Diagnosis of acute myocardial infarction in angiographically documented occluded infarct vessel : limitations of ST-segment elevation in standard and extended ECG leads

C Schmitt, G Lehmann, S Schmieder, M Karch, F J Neumann, A Schömig
Chest 2001, 120 (5): 1540-6

STUDY OBJECTIVES: The majority of thrombolysis studies require defined ST-segment elevations as an inclusion criterion for the diagnosis of acute myocardial infarction (AMI). However, depending on the occluded infarct vessel and the criteria applied, the ECG diagnosis of AMI can be difficult to establish. Accordingly, this study was performed to evaluate the sensitivity of ST-segment elevation of standard and extended ECG leads in a cohort of patients with angiographically confirmed diagnosis of AMI.

PATIENTS AND METHODS: In 418 patients (mean +/- SD age, 60 +/- 13 years) with AMI (pain onset, 4.8 +/- 3.0 h), coronary angiography with percutaneous transluminal coronary angioplasty/stenting of the culprit lesion was performed. The diagnosis of AMI was confirmed by emergency coronary angiography and laboratory analyses. ST-segment elevation (in two contiguous leads) of 1 mm in standard lead I through aVF and ST-segment elevations of 2 mm (or 1 mm, corresponding values presented in parentheses) in V(1) through V(6) were considered significant. In a subset of 102 AMI patients, additional right precordial leads V(3)R through V(6)R for evaluation of right ventricular infarction and additional chest leads V(7) through V(9) for evaluation of posterior infarction were recorded. ST-segment elevations of 1 mm in the right precordial leads and 1 mm or 0.5 mm in the posterior leads were considered significant.

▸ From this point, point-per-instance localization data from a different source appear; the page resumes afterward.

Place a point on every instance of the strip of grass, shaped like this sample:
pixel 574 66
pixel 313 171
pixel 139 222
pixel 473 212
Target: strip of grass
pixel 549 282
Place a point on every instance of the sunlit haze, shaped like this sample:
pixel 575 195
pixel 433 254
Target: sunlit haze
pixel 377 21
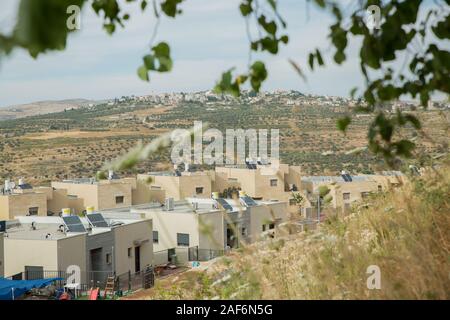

RESULTS: Standard leads I through V(6) showed ST-segment elevation in 85% (96%) of patients with left anterior descending artery occlusion, in 46% (61%) of patients with left circumflex coronary artery (CX) occlusion, and in 85% (90%) of patients with right coronary artery occlusion. On consideration of additional ECG tracings in the subgroup of 102 patients (V(3)R through V(6)R and V(7) through V(9)), the respective numbers increased by 2 to 8% depending on different criteria for ST-segment elevation; in patients with CX occlusion, the increase amounted to 6 to 14%. There was a trend toward an extended infarct size (maximum creatine kinase [CK] values) with concomitant ST-segment elevation in additional ECG leads as assessed by maximum CK levels.

CONCLUSIONS: The sensitivity of the ECG diagnosis of AMI is only marginally increased by extended precordial chest leads. There is a trend toward an extended infarct size in those patients with concomitant ST-segment elevation in additional ECG leads.